Highlanders dress part to play extras in movie Centurion
Actors Roman in the gloamin
By Nichola Rutherford and Johnny Muir
When almost 200 armoured men marched through a Highland estate wielding spears and carrying shields, onlookers would have been forgiven for thinking: “The Romans are coming”.
But the dozens of local men spotted braving rain and snow on the Glenfeshie Estate this week had good reason for dressing as Roman soldiers – they were extras in the new movie, Centurion.
Men from across the Highlands and Moray volunteered to take part in the movie, ensuring they would spend their 13-hour day working alongside Bond girl Olga Kurylenko.
Filming in the Highlands began last month and the local extras played their part during a day’s filming on Tuesday.
It is understood their efforts will amount to little more than seven minutes of the film, which is set during the Roman invasion of Britain and tells the story of Quintus Dias, the sole survivor of a raid on a Roman fort.
Newcastle-born writer-director Neil Marshall is among a team now working on the film’s special effects, which include increasing the numbers of Roman soldiers to appear like many thousands.
Ukranian Kurylenko, who appeared in Quantum of Solace, plays Gorlacon, a Pictish Queen who leads the rout of the Roman legion.
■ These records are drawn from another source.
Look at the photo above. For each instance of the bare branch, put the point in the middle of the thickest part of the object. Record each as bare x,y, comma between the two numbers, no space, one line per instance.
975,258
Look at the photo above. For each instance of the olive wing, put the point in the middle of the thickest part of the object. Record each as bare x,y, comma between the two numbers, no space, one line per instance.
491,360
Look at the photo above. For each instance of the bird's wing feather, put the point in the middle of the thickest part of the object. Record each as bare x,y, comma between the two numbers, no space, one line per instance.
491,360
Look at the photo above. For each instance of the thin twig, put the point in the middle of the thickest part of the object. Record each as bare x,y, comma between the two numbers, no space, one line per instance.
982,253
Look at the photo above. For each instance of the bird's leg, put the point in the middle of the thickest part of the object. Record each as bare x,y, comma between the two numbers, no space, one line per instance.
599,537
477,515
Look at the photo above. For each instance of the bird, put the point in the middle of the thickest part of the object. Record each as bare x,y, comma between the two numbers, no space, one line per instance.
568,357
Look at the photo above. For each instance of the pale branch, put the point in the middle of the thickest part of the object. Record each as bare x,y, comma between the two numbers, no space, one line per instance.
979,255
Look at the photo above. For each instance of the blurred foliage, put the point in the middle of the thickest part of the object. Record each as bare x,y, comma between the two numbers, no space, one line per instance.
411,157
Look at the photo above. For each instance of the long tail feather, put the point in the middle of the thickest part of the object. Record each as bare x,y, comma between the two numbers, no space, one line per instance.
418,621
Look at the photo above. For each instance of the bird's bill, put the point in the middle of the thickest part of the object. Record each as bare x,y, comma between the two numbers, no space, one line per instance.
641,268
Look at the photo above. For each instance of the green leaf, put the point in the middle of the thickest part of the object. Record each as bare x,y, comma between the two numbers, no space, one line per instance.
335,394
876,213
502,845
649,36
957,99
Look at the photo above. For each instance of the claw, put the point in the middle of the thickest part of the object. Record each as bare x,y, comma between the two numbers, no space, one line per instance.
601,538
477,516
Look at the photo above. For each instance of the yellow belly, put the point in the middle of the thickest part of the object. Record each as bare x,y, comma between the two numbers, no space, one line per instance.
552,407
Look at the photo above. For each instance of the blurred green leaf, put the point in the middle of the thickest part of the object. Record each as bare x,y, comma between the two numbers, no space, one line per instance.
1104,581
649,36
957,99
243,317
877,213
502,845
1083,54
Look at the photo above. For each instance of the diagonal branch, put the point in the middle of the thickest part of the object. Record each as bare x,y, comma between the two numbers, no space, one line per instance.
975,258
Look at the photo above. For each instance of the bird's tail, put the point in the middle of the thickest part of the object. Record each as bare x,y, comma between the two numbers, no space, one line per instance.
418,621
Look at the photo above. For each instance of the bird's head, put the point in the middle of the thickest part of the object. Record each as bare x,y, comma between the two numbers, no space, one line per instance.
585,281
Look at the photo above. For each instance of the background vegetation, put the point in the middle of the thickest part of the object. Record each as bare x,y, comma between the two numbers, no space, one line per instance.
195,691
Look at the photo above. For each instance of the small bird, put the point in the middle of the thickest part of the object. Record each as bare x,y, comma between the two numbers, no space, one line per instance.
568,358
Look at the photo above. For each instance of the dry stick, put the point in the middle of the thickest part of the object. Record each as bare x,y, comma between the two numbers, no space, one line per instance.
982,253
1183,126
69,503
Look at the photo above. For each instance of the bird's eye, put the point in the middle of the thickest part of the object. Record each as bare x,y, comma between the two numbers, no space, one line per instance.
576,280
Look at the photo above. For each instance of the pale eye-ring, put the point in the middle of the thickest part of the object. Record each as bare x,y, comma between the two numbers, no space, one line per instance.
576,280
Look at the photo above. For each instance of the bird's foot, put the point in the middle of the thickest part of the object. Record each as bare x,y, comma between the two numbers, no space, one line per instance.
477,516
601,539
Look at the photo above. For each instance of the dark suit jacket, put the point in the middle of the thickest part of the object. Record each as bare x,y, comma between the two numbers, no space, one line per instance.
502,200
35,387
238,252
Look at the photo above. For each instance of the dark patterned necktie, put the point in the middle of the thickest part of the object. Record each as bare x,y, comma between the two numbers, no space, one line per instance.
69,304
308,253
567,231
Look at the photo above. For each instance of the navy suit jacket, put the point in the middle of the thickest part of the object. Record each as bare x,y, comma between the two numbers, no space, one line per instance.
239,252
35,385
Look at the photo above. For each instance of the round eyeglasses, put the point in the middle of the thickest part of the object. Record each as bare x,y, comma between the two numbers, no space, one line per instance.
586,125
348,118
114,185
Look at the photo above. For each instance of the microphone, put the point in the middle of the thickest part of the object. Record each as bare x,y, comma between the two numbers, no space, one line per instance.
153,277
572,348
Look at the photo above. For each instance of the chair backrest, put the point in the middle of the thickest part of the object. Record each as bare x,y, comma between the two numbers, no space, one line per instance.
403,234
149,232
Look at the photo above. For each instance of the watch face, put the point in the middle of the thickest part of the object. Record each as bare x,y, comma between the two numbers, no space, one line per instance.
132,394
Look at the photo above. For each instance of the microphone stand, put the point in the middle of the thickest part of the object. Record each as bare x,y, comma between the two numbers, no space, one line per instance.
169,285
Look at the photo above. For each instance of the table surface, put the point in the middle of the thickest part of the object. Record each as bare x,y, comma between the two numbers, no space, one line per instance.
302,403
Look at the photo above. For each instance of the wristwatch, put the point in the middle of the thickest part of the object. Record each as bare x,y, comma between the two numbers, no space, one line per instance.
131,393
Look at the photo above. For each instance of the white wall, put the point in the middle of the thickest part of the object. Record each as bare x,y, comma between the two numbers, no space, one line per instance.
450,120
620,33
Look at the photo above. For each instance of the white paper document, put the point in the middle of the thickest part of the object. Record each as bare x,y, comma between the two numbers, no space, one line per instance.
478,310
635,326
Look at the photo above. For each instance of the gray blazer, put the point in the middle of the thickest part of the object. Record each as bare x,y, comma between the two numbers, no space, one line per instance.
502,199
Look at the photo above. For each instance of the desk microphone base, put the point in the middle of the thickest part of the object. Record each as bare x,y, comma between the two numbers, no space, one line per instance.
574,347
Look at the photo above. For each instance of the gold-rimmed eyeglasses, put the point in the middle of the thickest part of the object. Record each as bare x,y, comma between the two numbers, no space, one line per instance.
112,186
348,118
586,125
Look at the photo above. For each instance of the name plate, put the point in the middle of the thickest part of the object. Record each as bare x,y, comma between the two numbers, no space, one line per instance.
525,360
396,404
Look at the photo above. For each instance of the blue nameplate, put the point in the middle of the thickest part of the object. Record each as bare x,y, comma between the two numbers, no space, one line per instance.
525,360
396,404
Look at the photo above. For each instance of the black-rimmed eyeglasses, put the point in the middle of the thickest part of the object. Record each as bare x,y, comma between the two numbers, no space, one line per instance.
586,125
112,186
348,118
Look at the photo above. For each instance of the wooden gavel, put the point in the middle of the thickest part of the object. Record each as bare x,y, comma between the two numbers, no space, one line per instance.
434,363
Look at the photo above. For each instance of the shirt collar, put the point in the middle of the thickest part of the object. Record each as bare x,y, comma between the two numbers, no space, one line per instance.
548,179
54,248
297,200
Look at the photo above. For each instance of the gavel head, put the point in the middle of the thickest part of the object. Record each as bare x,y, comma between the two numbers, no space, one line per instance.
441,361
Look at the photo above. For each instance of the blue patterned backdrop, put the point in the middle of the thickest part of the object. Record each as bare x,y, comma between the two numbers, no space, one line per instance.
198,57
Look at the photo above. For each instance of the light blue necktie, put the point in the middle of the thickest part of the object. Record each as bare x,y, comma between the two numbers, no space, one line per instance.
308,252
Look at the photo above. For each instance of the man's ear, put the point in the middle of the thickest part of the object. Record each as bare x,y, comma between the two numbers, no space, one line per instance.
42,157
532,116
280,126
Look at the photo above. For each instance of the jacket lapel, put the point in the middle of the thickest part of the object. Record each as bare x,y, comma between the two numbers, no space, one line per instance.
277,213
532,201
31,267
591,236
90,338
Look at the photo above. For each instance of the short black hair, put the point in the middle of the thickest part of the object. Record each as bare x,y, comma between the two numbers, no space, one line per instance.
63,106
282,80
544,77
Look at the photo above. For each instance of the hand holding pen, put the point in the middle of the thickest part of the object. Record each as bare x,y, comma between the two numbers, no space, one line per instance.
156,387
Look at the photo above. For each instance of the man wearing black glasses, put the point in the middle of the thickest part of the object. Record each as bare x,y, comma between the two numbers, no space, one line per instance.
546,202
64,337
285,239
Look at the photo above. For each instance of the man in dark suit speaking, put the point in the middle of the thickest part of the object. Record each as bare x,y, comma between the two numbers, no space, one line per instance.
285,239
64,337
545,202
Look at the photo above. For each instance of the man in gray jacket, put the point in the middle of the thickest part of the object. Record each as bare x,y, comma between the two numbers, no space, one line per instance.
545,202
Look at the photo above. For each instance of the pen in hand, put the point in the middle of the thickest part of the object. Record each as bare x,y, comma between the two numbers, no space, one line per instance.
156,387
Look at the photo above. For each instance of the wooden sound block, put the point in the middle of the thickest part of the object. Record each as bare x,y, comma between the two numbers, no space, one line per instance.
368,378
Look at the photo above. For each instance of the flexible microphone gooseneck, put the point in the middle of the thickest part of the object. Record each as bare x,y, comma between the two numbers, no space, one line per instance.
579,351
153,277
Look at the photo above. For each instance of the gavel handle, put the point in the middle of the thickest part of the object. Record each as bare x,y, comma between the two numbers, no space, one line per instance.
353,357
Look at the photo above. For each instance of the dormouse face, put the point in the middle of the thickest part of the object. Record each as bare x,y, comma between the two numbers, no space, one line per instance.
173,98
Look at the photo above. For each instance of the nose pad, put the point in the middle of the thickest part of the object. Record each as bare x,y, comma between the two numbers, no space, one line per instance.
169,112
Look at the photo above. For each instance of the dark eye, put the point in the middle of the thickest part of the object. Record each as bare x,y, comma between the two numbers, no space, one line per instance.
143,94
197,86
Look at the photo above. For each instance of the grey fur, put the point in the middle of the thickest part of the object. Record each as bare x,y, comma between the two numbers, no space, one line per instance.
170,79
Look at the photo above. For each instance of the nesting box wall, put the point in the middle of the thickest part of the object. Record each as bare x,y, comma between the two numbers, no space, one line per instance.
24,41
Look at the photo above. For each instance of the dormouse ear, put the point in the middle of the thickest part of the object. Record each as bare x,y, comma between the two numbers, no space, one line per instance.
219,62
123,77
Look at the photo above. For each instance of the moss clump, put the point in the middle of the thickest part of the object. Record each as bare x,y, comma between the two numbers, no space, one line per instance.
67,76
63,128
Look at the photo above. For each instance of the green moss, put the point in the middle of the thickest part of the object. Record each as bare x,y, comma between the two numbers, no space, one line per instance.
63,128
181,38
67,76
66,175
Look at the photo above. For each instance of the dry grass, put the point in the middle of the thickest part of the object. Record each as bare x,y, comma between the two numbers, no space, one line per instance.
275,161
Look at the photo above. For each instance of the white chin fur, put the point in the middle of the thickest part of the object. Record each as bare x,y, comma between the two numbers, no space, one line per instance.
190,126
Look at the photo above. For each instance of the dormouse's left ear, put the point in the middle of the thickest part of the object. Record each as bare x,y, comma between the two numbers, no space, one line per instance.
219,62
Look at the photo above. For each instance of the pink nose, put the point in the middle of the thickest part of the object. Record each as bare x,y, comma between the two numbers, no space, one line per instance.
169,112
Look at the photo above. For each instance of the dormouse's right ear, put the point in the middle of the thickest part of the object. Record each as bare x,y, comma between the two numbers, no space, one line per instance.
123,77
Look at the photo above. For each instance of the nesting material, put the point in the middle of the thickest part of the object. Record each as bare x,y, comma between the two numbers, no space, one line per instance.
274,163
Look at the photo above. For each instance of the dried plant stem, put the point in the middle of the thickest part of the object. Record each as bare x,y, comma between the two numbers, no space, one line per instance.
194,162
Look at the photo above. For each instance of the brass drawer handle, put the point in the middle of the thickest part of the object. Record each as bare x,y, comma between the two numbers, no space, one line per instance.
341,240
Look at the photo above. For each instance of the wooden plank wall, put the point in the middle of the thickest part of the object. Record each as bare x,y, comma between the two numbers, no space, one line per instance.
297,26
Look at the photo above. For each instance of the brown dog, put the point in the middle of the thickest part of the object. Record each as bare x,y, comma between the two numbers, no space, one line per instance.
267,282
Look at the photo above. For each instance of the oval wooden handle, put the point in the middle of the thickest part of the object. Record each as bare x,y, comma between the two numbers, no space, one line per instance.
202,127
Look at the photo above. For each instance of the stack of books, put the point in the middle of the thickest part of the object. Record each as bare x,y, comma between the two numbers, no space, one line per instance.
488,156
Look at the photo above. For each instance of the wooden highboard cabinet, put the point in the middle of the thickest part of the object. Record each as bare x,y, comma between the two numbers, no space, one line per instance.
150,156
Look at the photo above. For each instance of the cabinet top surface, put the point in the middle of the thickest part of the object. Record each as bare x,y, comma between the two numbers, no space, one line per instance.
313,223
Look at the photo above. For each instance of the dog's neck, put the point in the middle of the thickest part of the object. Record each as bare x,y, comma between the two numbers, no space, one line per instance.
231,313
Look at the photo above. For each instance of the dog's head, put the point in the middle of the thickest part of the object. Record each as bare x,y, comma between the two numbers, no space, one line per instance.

The film is expected to be released late this year or in early 2010.
Meanwhile, Inverness Castle, the hills above Loch Ness at Dores and swing bridges over the Caledonian Canal could all feature in a Bollywood movie due to be shot in the Highland capital next month.
Filming of the psychological thriller Purple Lake – based on Loch Ness – had been due to begin on Saturday but the start date has now been put back until the end of March.
Sue Bellarby, a UK-based locations manager for Indian film company ASA Productions and Enterprises, said Inverness and the Highlands would provide the movie’s backdrop during a month of filming.
She has scouted a multitude of locations which could feature in the movie, including Falcon Square, Inverness Castle, Midmills College, the city’s Red Cross building, the River Ness, the Town House and swing bridges over the Caledonian Canal.
The hills and moorland overlooking the east bank of Loch Ness could also be used to create an “eerie winter feel”. Woodland close to Inverness may also be used, while shooting could take place inside a city home.
Ms Bellarby said: “For the size of the city in relation to a lot of other places, Inverness has everything.
“It has everything you could possibly want – shops, a theatre, lots of facilities, but it is only 10 minutes away from some of the most stunning countryside on the planet.”
Ms Bellarby said the film could also give the Highland economy a lift, with the movie’s cast due to stay in the Kingsmill and Thistle hotels during filming.
It is also hoped that after the film’s release, which is due to be this year, visitors will want to come to Inverness and the Highlands to explore some of the sights featured in the movie.
The film’s start date has been put back because of difficulties in bringing Indian actors to Scotland.